Igor et Grichka Bogdanoff avaient été placés en garde à vue en juin dernier puis mis en examen pour « escroquerie sur personne vulnérable » et « tentative d’escroquerie », soupçonnés d’avoir fait miroiter à ce producteur de 49 ans de « juteux placements, dans des projets artistiques, cinématographiques et scientifiques, mais aussi dans l’achat de véhicules de luxe ».

A l’époque, les deux animateurs avaient jugé les accusations « étourdissantes » et s’étaient dit « victimes d’une réalité parallèle ».

Mesure de mise sous tutelle

Le producteur, qui faisait l’objet « d’une mesure de protection de type mise sous tutelle ou curatelle », selon le Parisien, n’aurait pas supporté cette situation. « Il était très touché par la trahison de gens qu’il croyait ses amis.
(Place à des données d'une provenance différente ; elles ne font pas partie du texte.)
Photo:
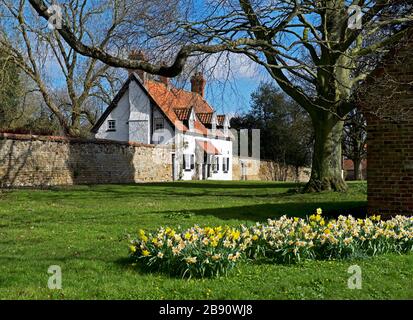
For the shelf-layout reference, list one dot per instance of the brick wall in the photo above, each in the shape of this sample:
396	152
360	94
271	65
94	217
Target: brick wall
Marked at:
43	161
388	105
267	170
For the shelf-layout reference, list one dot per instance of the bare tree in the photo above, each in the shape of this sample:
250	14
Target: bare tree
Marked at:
310	48
46	58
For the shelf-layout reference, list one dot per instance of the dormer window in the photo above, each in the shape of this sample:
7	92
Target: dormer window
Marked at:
159	124
111	125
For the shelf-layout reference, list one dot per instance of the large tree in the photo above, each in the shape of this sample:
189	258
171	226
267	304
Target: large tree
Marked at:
285	129
311	48
69	83
10	88
354	140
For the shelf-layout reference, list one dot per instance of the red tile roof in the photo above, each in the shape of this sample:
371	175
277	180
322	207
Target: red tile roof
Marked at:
182	113
221	119
205	118
177	103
Il n’était plus libre financièrement, il se sentait déshonoré », déclare l’une de ses proches au journal.

Grichka et Igor Bogdanoff se sont rendus célèbres par leurs émissions télévisées et leurs essais sur la science et la science-fiction, mais leurs thèses scientifiques sont controversées. Le Centre national de la recherche scientifique (CNRS) avait rendu en 2003 un rapport au vitriol sur leurs travaux de recherche, contre lequel les frères Bogdanoff avaient formé un recours, perdu en 2015.

Igor Bogdanoff a de son côté connu plusieurs démêlés avec la justice. En 2014, il avait été condamné à une amende pour avoir falsifié son carnet de vol d’hélicoptère : il voulait se poser en 2012 près d’un centre commercial d’Etampes (Essonne) afin de promouvoir la sortie d’un de leurs livres. Plus récemment, il a fait l’objet d’une plainte pour « violation de domicile » de la part d’une de ses compagnes.